« Les enfants après eux“ de Nicolas Mathieu (2018)

par | Juin 7, 2020

 Un lieu : La ville d’Heillange (nom inventé mais on reconnaît de vrais noms comme Florange, Hayange) dans une région désindustrialisée de l‘est de la France. Quatre périodes : de 1992 à 1998. Trois jeunes, leurs copains et leurs familles : Anthony, Hacine, Steph. Les parents essayent de survivre et d’assurer l’avenir de leurs enfants qui, eux, n’ont qu’une idée : fuir ce monde-là à tout prix. Un lieu de vie monotone : « A force de parcourir le coin à pied, à vélo, en scoot, en bus, en bagnole, Steph connaissait la vallée par cœur. Tous les mômes étaient comme elle. Ici, la vie était une affaire de trajets. On allait au bahut, chez ses potes, en ville, à la plage, fumer un pet’ derrière la piscine, retrouver quelqu’un dans le petit parc. On rentrait, on repartait, pareil pour les adultes, le boulot, les courses, la nounou, la révision chez Midas, le ciné. Chaque désir induisait une distance, chaque plaisir nécessitait du carburant. A force on en venait à penser comme une carte routière ». En 1964, les sociologues Pierre Bourdieu et J.Claude Passeron avaient décrit dans un livre devenu culte, « Les héritiers », les déterminismes sociaux, les codes culturels à maîtriser pour atteindre la France d’en haut. Il est toujours aussi difficile aujourd’hui de faire marcher l’ascenseur social, un exemple dans le livre : Vanessa, une amie de Steph, a réussi à s’inscrire en fac de droit mais elle constate qu’elle est différente, comparée à ces « citadines pimpantes et délurées, en trench et mocassins avec leur sac Longchamp, ces meufs avec leurs connaissances des musées de Londres et d’Amsterdam et leur vocabulaire choisi ». De même Steph inscrite dans une classe préparatoire à Paris « faisait figure de plouc achevée » et un « prof lui avait conseillé de se débarrasser de son accent » Le vocabulaire des jeunes de Heillange reflète leur condition : Anthony s’entend dire par son cousin « Tu te pointes chez moi, tu bois mes bières, tu tapes ma coke gratos. Tu te crois où, sans déconner ? ». Nicolas Mathieu ne manque cependant ni de tendresse ni d’humour pour décrire la vie de ces jeunes, tous différents mais tous décidés à s’en sortir d’une manière ou d’une autre.

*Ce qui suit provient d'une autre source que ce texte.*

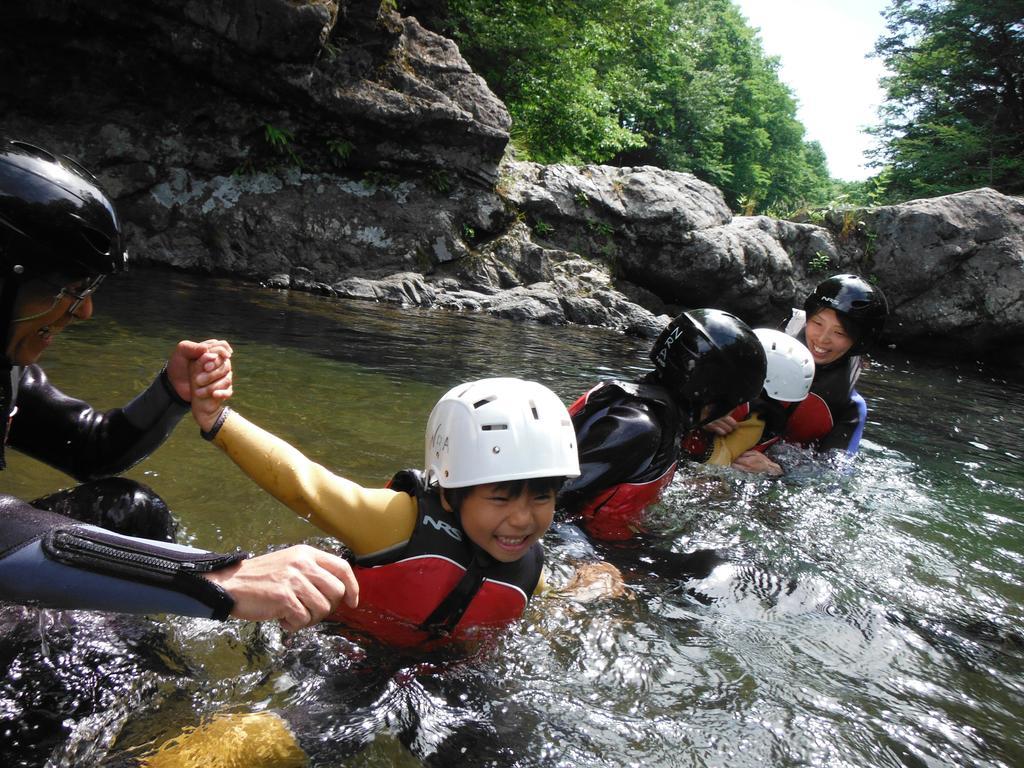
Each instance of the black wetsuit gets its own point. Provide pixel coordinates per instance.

L’auteur, né en 1978, a grandi à Golbey, près d’Epinal dans une famille entre classe populaire et classe moyenne. De par sa famille et ses petits boulots, il connaît parfaitement les territoires de l’est de la France marqués par la désindustrialisation et les licenciements. Lui aussi, il a voulu fuir : »je me suis dit très tôt que l’écriture pourrait être un moyen de sortir de là où j’étais ». Après un bac littéraire et une licence d’histoire à Nancy, il a passé une maîtrise de cinéma à Metz et une licence d’histoire de l’art à la Sorbonne. « Dans ma famille personne n’avait pu me conseiller sur les meilleures filières pour trouver un emploi ». Alors il s’installe à Paris où sa vie est très précaire mais sans perdre de vue sa volonté d’écrire. Il publie son premier roman en 2014 « Aux animaux la guerre » adapté pour la télévision par Alain Tasma. Son deuxième roman « Leurs enfants après eux » obtient le prix Goncourt en 2018.

« Leurs enfants après eux », Actes Sud, 432 pages

«Wie später ihre Kinder « Aus dem Französischen von Lena Müller und André Hansen, Hanser Verlag.